Rosi cuenta que, como ella, muchas de sus compañeras, perdieron su trabajo: “Yo me puse a hacer cursos por las mañanas en distintas organizaciones y una y otra vez escuchaba la misma pregunta: ¿sabes de algún trabajo? Muchísimas mujeres han perdido sus empleos en esta pandemia” concluye. Otras se han encontrado con repentinas bajadas de sueldo y sin capacidad de negociación. Trabajando en la economía sumergida y sin derechos, están en la cola de todo. Si las personas que las contratan ven disminuir sus ingresos, como no tienen contrato ni convenio, se enfrentan a una negociación desigual y aceptan bajadas de sueldo voluntariamente porque no les queda otra.
El miedo a contagiarte y a contagiar
Rosana es hondureña y vive en Valencia centro con su marido, su hija de tres años, su hermana y una amiga. Cuando el gobierno decretó el Estado de Alarma tenía un trabajo con contrato en un domicilio del área metropolitana, a unos 30 minutos de su domicilio, donde cuidaba a una anciana que padece de Alzheimer. Un contrato de 8 horas al día y 1.050 euros al mes. Para llegar hasta allí tenía que coger el metro todos los días y vivía con pánico su traslado en el transporte público: “por todos lados oías que el metro era un lugar de contagio y yo pasaba muchísimo miedo cada mañana”.
Como estaba muy asustada y los hijos de la anciana estaban en casa por la paralización de las actividades no esenciales, les sugirió que le dieran las vacaciones y así evitar los desplazamientos. “Yo también sufría por contagiar a la anciana, así que pensé que era lo mejor”. Tras las vacaciones la despidieron. “Me dijeron que no tenían dinero para seguir pagándome y me liquidaron”.

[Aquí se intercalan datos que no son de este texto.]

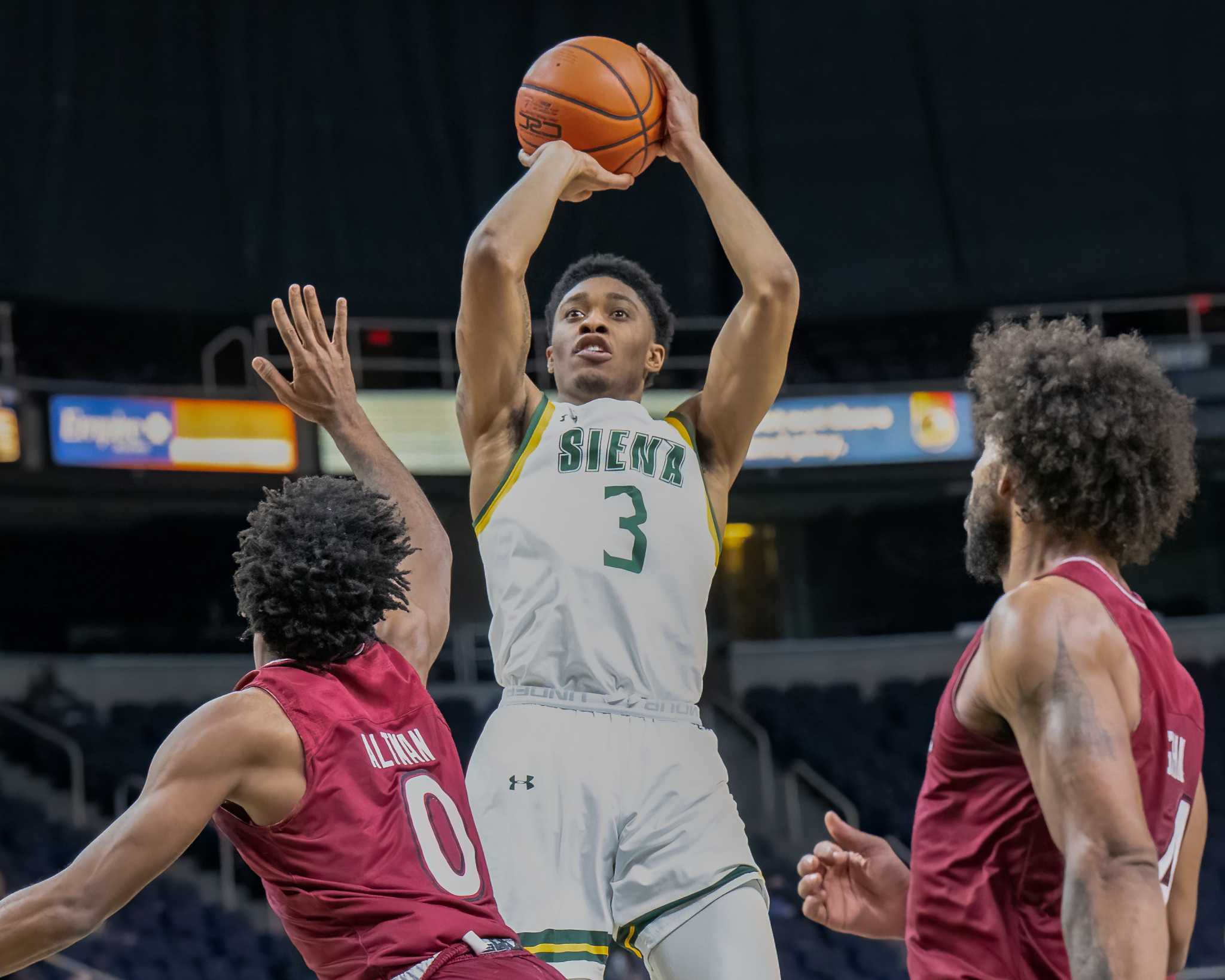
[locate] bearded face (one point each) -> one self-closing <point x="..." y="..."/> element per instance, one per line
<point x="988" y="525"/>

En ese momento, en casa de Rosana, los cuatro adultos perdieron el trabajo. Las otras dos mujeres también trabajaban cuidando a personas mayores, el marido de Rosana era camarero. “Teníamos tantos problemas que nos pusimos a hacer bisutería y a cocinar tortitas que vendíamos por internet a la gente conocida. Lo hemos pasado muy mal” recuerda ya con algo más de alivio. Sin el apoyo de la comunidad hondureña de Valencia no hubieran podido salir adelante. “En la asociación de hondureños nos ayudamos mucho. Se repartían lotes de comida y nos prestaron mucho apoyo” afirma con una sonrisa. Ahora está cuidando a una anciana 20 horas a la semana por las que cobra 600 euros. “Ahora me van a pagar un poco más porque me van a ampliar a 6 horas”. “Estoy agradecida a la vida porque estamos vivos” concluye animosa. Se calla un momento y añade: “mucha gente no se pone en el lugar de esas personas mayores que nosotras cuidamos. Son gente que no recibe una gran pensión y nosotras estamos ahí apoyándoles, ofreciéndoles cariño y cuidados”. Nadie las escucha a ellas. Son las manos invisibles que sostienen la vida de muchas personas mayores, dando mucho a cambio de muy poco.